Where things stand today
Today at Duo, we are serving our customers from 10 regional data centers across the world and are about to add two more. In our biggest cluster we have around 400 pods running currently to ensure we serve our customers from around 20 different services.
The advantages to our shift to Kubernetes have been striking. It used to take a dozen hours to redeploy a service after its code was updated. Today it takes about 10 minutes. And simple configuration changes can be deployed in less than five minutes. This allows us to be more nimble in pushing needed updates to our customers as quickly as possible, while still maintaining our focus on security and quality.
The road to Kubernetes implementation was not easy, especially since it introduced a new way of doing things on the application layer as well. Kubernetes has a strong learning curve, so engineers need time to experiment and learn. At Duo, we overcome those operational challenges by investing into the training, recruiting and nurturing collaboration. For the technical challenges, we bridged the gap between traditional and new architectures with hybrid workloads and we hardened our clusters.

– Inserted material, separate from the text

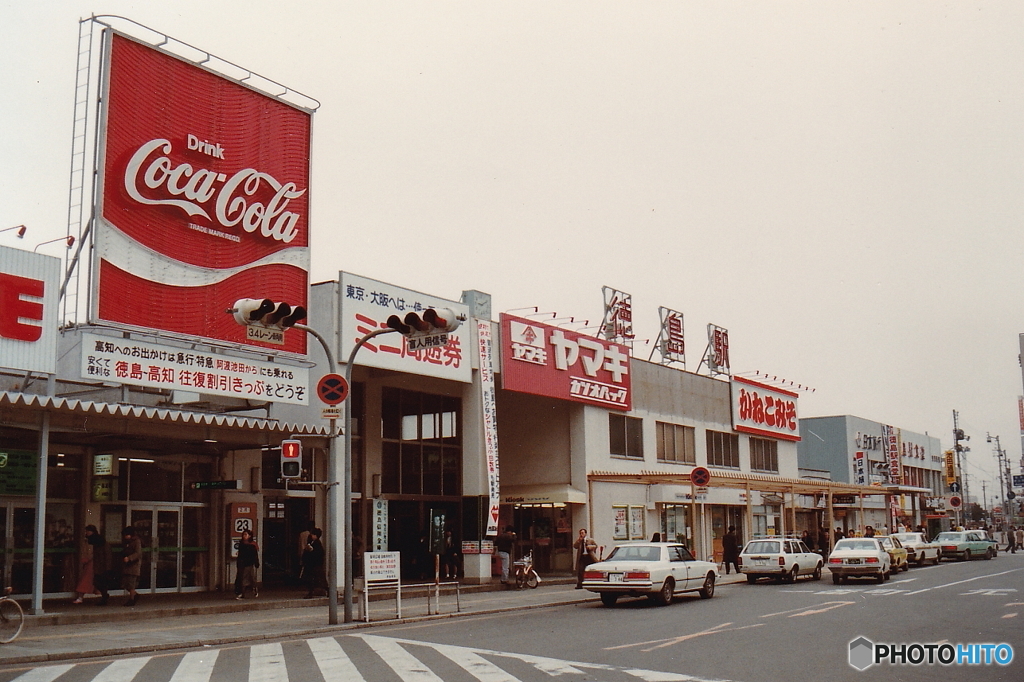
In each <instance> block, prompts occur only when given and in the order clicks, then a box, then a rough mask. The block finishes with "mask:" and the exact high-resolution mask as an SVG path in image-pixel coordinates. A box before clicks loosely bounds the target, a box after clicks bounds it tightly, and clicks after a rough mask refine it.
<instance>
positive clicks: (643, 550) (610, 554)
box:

The benefits of Kubernetes are numerous. There are good reasons it has become the standard, based on the foundation and the knowledge of engineers working at Borg, and is the new abstracted layer for the infrastructure. It being open-source with not less than 3,180 contributors today, we can rely on it with trust and drive our own audits if necessary.
Yes, there are more challenges to overcome to fully integrate Kubernetes in our stack, but we are also now leading a proof-of-concept with the new big thing in the infrastructure world: service mesh. Come experiment with us!